Reputation: 655
I have the following Pandas DataFrame:
>>> sample_dataframe
P
0 107.35
1 99.35
2 75.85
3 92.34
When I try the following, the output is as follows:
>>> sample_dataframe[sample_dataframe['P'].astype(str).str.count('.') == 1]
Empty DataFrame
Columns: [P]
Index: []
Whereas using the regex escaped character, the following occurs:
>>> sample_dataframe[sample_dataframe['P'].astype(str).str.count('\.') == 1]
P
0 107.35
1 99.35
2 75.85
3 92.34
The following further reinforces this:
>>> sample_dataframe['P'].astype(str).str.count('.')
0 6
1 5
2 5
3 5
Name: P, dtype: int64
vs.
sample_dataframe['P'].astype(str).str.count('\.')
0 1
1 1
2 1
3 1
Name: P, dtype: int64
Thus, the .
expression is actually counting all characters as the regex wildcard character, minus newline characters, hence the counts 6, 5, 5, 5 vs. the escaped \.

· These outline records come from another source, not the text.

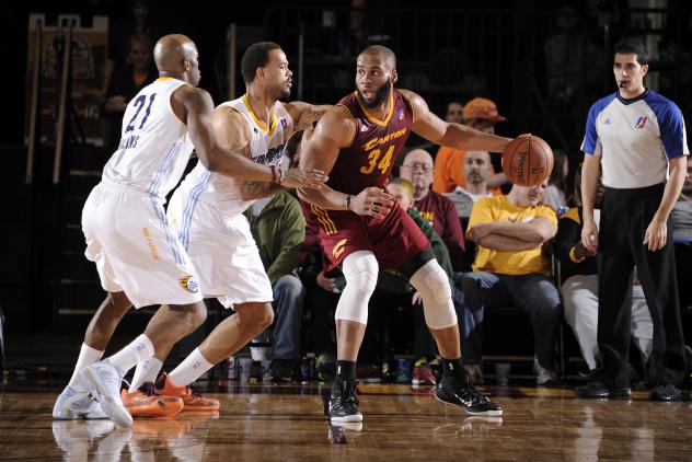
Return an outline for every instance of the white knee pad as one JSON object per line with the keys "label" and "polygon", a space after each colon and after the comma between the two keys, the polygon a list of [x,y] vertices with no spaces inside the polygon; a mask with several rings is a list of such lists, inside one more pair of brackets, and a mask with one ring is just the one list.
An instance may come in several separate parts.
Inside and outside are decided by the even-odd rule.
{"label": "white knee pad", "polygon": [[440,330],[457,324],[449,278],[436,259],[414,273],[411,285],[423,296],[423,313],[428,327]]}
{"label": "white knee pad", "polygon": [[344,258],[346,287],[336,305],[337,320],[368,323],[368,301],[378,282],[378,261],[370,251],[358,251]]}

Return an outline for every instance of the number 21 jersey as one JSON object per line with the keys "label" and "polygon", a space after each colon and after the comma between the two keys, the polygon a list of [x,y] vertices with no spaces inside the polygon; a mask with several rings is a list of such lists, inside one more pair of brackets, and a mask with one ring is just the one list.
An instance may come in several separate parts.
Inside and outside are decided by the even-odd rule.
{"label": "number 21 jersey", "polygon": [[187,125],[174,113],[171,94],[187,83],[162,77],[129,102],[120,143],[103,170],[103,178],[160,198],[175,187],[193,151]]}

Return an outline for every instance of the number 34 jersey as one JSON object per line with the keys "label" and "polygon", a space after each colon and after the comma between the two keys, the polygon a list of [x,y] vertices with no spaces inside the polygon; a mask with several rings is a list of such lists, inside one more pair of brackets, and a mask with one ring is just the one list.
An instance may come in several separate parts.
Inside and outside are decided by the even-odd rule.
{"label": "number 34 jersey", "polygon": [[103,178],[160,198],[183,176],[193,151],[187,126],[173,113],[171,94],[182,80],[162,77],[129,102],[117,151]]}
{"label": "number 34 jersey", "polygon": [[358,194],[369,186],[384,188],[413,126],[413,112],[399,90],[390,93],[390,112],[382,120],[370,114],[356,94],[338,102],[354,117],[356,135],[351,145],[339,151],[327,182],[345,194]]}

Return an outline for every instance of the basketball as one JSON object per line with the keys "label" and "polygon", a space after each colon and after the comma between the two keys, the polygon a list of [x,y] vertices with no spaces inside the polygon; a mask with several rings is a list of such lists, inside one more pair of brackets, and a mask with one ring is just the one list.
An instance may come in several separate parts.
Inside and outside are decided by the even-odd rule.
{"label": "basketball", "polygon": [[537,186],[553,171],[553,150],[537,136],[518,136],[503,151],[503,171],[516,185]]}

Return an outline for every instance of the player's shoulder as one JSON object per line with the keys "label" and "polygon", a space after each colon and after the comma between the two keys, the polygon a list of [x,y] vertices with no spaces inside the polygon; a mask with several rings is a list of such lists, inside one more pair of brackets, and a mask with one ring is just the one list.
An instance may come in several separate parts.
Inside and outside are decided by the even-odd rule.
{"label": "player's shoulder", "polygon": [[581,213],[579,207],[569,208],[562,217],[560,217],[561,223],[566,223],[566,220],[574,221],[577,224],[581,224]]}
{"label": "player's shoulder", "polygon": [[591,105],[591,109],[589,111],[592,115],[598,115],[601,113],[610,103],[618,99],[618,92],[611,93],[598,100],[596,103]]}
{"label": "player's shoulder", "polygon": [[425,100],[418,93],[406,89],[394,89],[401,94],[402,100],[412,107],[426,105]]}
{"label": "player's shoulder", "polygon": [[676,103],[673,103],[671,100],[667,99],[662,94],[655,92],[654,90],[648,89],[646,93],[644,93],[642,99],[657,114],[661,112],[670,113],[670,114],[680,114],[680,108],[678,107]]}
{"label": "player's shoulder", "polygon": [[187,83],[183,83],[173,90],[173,97],[182,103],[212,102],[209,92]]}
{"label": "player's shoulder", "polygon": [[327,125],[350,125],[355,123],[356,116],[344,104],[336,104],[324,112],[320,118],[320,124]]}

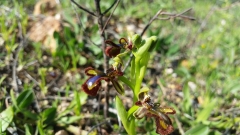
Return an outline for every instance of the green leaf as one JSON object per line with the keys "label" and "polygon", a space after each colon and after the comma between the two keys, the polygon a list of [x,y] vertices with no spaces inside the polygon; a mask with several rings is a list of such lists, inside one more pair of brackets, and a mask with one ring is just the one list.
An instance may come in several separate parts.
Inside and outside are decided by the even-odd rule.
{"label": "green leaf", "polygon": [[133,116],[133,113],[134,113],[138,108],[139,108],[139,106],[134,105],[134,106],[132,106],[132,107],[128,110],[128,112],[127,112],[127,118],[128,118],[128,120],[129,120],[130,117]]}
{"label": "green leaf", "polygon": [[134,120],[128,121],[127,112],[123,106],[121,99],[118,96],[116,96],[116,109],[127,133],[129,135],[135,135],[136,134],[135,121]]}
{"label": "green leaf", "polygon": [[9,106],[0,114],[1,132],[4,132],[13,120],[13,108]]}
{"label": "green leaf", "polygon": [[48,108],[42,112],[42,120],[44,126],[51,124],[56,117],[57,109],[55,107]]}
{"label": "green leaf", "polygon": [[189,129],[185,135],[207,135],[209,133],[209,127],[206,125],[198,124],[195,127]]}
{"label": "green leaf", "polygon": [[134,89],[134,86],[132,85],[132,83],[125,76],[119,76],[118,80],[122,81],[124,84],[126,84],[132,90]]}
{"label": "green leaf", "polygon": [[82,118],[82,116],[65,116],[65,117],[62,117],[60,118],[57,122],[60,123],[60,124],[72,124],[73,122],[75,121],[78,121]]}
{"label": "green leaf", "polygon": [[32,101],[34,100],[34,96],[31,90],[25,90],[23,91],[18,97],[17,97],[17,107],[21,110],[29,106]]}
{"label": "green leaf", "polygon": [[192,108],[192,99],[190,96],[190,90],[188,88],[188,86],[185,84],[184,88],[183,88],[183,110],[184,112],[188,113],[189,115],[191,115],[191,108]]}
{"label": "green leaf", "polygon": [[216,106],[217,100],[212,100],[208,105],[204,106],[204,108],[197,114],[197,122],[205,121],[210,116],[212,110]]}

, which only counts the occurrence of the actual character .
.
However, the regular function called from the string itself seems to be acting differently and doesn't need a regex escape of the '.':
>>> '105.35'.count('.')
1
>>> '105.35'.count('\.')
0
EDIT: Based on some of the answers, I will try to clarify the class function calls below (whereas right above is the instantiated object's method call):
>>> str.count('105.35', '.')
1
>>> str.count('105.35', '\.')
0
I am not sure if Pandas-related methods using CPython under the hood (due to NumPy operations) implements this as a Regex (including for df.apply), or if this is related to the difference in the str
class function count
(i.e. str.count()
) vs. the str
class method of the instantiated object (in the above example '105.35'
) count
(i.e. '105.35'.count()
). Is the difference between class vs. object function/method the underlying cause (and how they are implemented), or is this caused by how DataFrames are implemented via NumPy?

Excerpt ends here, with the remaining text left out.